«Richiami classici che interagiscono con un sapore “rock”»: Marco Cinque legge «Carne e sangue»
Non oso azzardarmi in una retorica, noiosa e magari persino inutile analisi letteraria per questa nuova raccolta poetica di Vito Davoli. E forse già il titolo, Carne e sangue, dovrebbe sconsigliare un simile approccio.

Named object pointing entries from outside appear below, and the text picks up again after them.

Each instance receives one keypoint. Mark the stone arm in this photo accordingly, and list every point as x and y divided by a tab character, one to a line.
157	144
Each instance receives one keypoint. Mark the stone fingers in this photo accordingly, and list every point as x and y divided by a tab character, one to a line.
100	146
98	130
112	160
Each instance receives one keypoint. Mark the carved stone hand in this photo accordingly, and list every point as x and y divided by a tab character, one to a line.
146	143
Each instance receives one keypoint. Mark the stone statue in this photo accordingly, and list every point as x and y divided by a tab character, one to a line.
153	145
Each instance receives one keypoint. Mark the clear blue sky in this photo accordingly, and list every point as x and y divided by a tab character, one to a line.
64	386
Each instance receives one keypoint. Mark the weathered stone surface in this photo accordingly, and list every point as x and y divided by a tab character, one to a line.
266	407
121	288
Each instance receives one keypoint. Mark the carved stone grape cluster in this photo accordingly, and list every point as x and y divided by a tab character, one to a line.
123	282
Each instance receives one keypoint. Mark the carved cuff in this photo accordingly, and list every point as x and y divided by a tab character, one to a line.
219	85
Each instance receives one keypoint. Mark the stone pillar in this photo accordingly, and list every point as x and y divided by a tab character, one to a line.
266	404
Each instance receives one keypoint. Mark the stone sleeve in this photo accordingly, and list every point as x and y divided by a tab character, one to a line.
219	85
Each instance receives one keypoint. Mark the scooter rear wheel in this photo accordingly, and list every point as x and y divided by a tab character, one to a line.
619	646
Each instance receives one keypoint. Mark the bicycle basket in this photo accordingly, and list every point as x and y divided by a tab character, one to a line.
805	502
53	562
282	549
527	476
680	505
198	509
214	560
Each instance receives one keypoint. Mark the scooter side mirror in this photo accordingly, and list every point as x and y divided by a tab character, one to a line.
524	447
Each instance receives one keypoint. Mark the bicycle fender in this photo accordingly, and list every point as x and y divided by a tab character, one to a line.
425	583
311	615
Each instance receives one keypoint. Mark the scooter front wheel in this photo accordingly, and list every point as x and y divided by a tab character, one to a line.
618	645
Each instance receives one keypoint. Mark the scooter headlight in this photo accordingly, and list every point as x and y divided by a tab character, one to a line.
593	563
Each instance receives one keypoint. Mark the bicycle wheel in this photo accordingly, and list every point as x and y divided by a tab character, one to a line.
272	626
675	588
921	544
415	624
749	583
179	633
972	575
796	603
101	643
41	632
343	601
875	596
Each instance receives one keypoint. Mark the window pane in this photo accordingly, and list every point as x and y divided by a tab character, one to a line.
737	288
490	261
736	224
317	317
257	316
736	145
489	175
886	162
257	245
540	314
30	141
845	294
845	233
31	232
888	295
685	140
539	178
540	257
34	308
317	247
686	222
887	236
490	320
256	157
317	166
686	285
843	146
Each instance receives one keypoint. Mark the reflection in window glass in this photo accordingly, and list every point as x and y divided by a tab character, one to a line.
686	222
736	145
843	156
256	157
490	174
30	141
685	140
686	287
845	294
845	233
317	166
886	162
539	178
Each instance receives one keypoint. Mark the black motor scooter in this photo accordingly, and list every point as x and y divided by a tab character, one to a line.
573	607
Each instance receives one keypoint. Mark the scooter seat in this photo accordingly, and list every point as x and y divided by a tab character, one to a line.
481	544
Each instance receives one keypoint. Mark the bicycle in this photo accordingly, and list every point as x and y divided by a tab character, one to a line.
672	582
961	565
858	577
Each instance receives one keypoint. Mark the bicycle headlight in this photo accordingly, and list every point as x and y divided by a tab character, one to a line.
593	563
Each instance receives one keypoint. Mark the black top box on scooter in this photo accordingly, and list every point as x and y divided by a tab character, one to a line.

Ho anche pensato che un titolo come questo corra davvero il rischio di essere un deterrente per lettori che hanno della poesia una visione idealizzata ed eterea.
Addentrandomi in questo corpo poetico, attraversando le fibre dei suoi muscoli e scorrendo nel suo sistema venoso, ho avuto come la percezione di una sorta di viaggio di destrutturazione e di ricomposizione della materia poetica, come se l’autore si volesse in qualche modo disfare da tutto ciò che ha appreso – o è stato costretto ad apprendere – ma allo stesso tempo volesse ricostruire un mondo poetico che non sprechi nemmeno una briciola del proprio vissuto, degli insegnamenti avuti, delle gioie, dei dolori, dei sogni, delle disillusioni.
Emergono nei versi molti richiami classici, che interagiscono con un sapore “rock” e attuale che dà il ritmo ai testi, come si volessero integrare tra loro tempi e vissuti passati, presenti e futuri. Come se la musicalità classica e la ritmica moderna diventassero un tutt’uno inscindibile, materiale e tangibile, fatto, appunto, di carne e di sangue. Non uno spirito indistinto, ma un corpo pulsante di poesia.
Leggendo i versi di Vito, pagina dopo pagina, sono come tornato ai tempi in cui manipolavo la materia, cercando in essa qualcosa che avesse un senso o una risposta concreta alle mie domande teoriche. Ed è stato come tornare seduto al tornio di quel vecchio istituto statale d’arte romano di via del Frantoio, mentre circondavo con le mani una palla d'argilla, dandogli una forma mai doma e sempre diversa, che ogni volta cresceva, si allargava, si restringeva, cambiava, a volte si rompeva. E come in quel tornio potevo sentire la consistenza e il profumo della creta, così ora ho potuto percepire la carnalità e lo scorrere vivo del sangue nelle poesie di questa raccolta materica.
Credo che questo lavoro sia come il frutto di un parto dopo un lungo travaglio, dove Vito Davoli non ha solo e semplicemente scritto un libro di poesie, ma ha anche costruito il vaso della sua esistenza con le sue stesse mani. Un vaso da cui poter spillare versi, morsi di carne e sorsi di sangue. Perciò non posso che dirgli grazie per avermi saziato e regalato questa sbornia tanto generosa.